Pero si abría la boca en ese momento, solo se ganaría más problemas.
No le quedó más remedio que quedarse callada.
En la terraza, César estaba de pie junto a la barandilla, observando todo en silencio. Fumaba un cigarrillo, y el humo claro se elevaba lentamente, formando un velo sobre su rostro inexpresivo que ocultaba por completo sus pensamientos...
Sofía tenía un semblante glacial; no se creyó ni una sola palabra de la historia de Ximena.
Ximena titubeó. Su rostro, pequeño y delicado, reflejaba una tristeza tan profunda que parecía un venadito asustado. Despertaba tanta lástima que nadie creería que estaba fingiendo.
Como si se le hubiera ocurrido una gran idea, de pronto señaló a una de las empleadas y exclamó con urgencia:
"¡Ella puede testificar por mí! ¡Acabo de ir al baño! ¡No fui a ningún otro lado!"
Sofía dirigió una mirada fría hacia la empleada.
"¿Es cierto eso, Doña Lucía?"
Doña Lucía llevaba cinco años trabajando en la finca. Era una mujer de campo sumamente confiable.
Sofía siempre había depositado mucha confianza en ella.
Doña Lucía reconoció a Ximena y asintió con sinceridad.
"Es cierto, la vi ir al baño. Cuando salió, regresó directamente y no se acercó al jardín..."
Sofía apretó los labios, su expresión era indescifrable.
Ximena añadió: "Directora Zapata, sé cuánto valora esos jazmines de invierno, ¿cómo iba a destruirlos? Si todavía no me cree, ¡puede pedir que me registren!"
Los ojos de Sofía se oscurecieron. Por ahora, decidió ignorarla y centró su atención en Renata.
"Renata, ¿cómo te explicas tú?"
César, aún en la terraza, también miró a Renata y entrecerró los ojos...
Renata sostuvo la mirada de Sofía, luego vio de reojo cómo Ximena sonreía a escondidas y apretó los puños con fuerza.
Finalmente lo entendió.
Ximena le había preparado esta trampa con mucho cuidado.
"Directora Zapata..."
Justo en ese instante.
Una empleada soltó de repente: "Hace un momento, cuando apagábamos el fuego, vimos a la señorita Yepes sola cerca del jardín, no sabemos qué estaba haciendo".

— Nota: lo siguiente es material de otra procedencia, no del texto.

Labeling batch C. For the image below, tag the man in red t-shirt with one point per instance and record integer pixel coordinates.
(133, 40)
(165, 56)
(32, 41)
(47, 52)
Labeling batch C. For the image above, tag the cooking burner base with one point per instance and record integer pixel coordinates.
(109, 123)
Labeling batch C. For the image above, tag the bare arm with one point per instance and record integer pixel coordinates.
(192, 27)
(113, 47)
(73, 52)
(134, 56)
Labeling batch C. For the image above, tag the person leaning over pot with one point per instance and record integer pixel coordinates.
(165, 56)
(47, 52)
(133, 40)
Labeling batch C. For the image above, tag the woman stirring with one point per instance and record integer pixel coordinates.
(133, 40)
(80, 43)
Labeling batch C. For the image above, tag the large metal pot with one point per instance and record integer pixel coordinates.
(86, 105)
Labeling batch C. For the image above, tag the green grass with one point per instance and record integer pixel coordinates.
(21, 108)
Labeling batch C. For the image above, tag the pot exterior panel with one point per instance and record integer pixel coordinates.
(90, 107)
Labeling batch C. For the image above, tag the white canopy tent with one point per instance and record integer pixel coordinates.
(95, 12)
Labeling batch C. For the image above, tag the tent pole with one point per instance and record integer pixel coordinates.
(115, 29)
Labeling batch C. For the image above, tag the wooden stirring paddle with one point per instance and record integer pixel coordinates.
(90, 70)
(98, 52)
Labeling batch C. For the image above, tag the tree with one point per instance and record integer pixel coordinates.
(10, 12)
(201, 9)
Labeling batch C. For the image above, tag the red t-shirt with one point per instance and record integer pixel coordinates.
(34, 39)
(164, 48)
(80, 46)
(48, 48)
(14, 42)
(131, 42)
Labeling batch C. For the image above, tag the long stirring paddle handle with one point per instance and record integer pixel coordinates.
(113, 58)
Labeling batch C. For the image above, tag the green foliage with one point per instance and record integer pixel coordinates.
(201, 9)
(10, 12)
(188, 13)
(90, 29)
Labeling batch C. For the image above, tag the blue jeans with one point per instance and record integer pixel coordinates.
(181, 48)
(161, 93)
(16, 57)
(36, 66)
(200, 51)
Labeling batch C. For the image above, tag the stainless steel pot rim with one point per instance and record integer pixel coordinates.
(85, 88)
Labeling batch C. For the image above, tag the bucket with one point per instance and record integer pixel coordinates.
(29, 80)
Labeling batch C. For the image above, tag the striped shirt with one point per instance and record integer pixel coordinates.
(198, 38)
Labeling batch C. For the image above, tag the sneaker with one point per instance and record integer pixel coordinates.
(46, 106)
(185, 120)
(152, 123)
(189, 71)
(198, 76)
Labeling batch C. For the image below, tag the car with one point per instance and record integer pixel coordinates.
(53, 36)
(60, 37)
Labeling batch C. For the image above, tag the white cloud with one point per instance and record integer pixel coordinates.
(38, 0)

Renata miró a Ximena y soltó una carcajada irónica; casi tenía ganas de darle un premio por su actuación magistral.
Supuso que esa también era una de las grandes habilidades de Ximena.
En ese aspecto, no le quedaba más remedio que admitir su derrota.
Renata respiró hondo, asintió, sostuvo firmemente la mirada de Sofía y declaró: "Directora Zapata, es cierto que yo quemé los jazmines de invierno, pero no creo haber hecho mal. De hecho, me parece que hice lo correcto".
Al escuchar semejante atrevimiento.
Las empleadas se quedaron de piedra, furiosas y llenas de desprecio.
"¿Sabe siquiera lo que está diciendo? ¡La Directora Zapata ha sido demasiado buena con ella!"
"Qué falta de conciencia, qué malagradecida. Si yo fuera la Directora Zapata, no se lo perdonaría".
La sonrisa de Ximena se ensanchó; solo esperaba el momento en que Renata quedara arruinada para siempre.
Sofía soltó una risa gélida y su voz sonó tan fría como el hielo.
"Renata, ¿tienes idea de lo que estás diciendo?"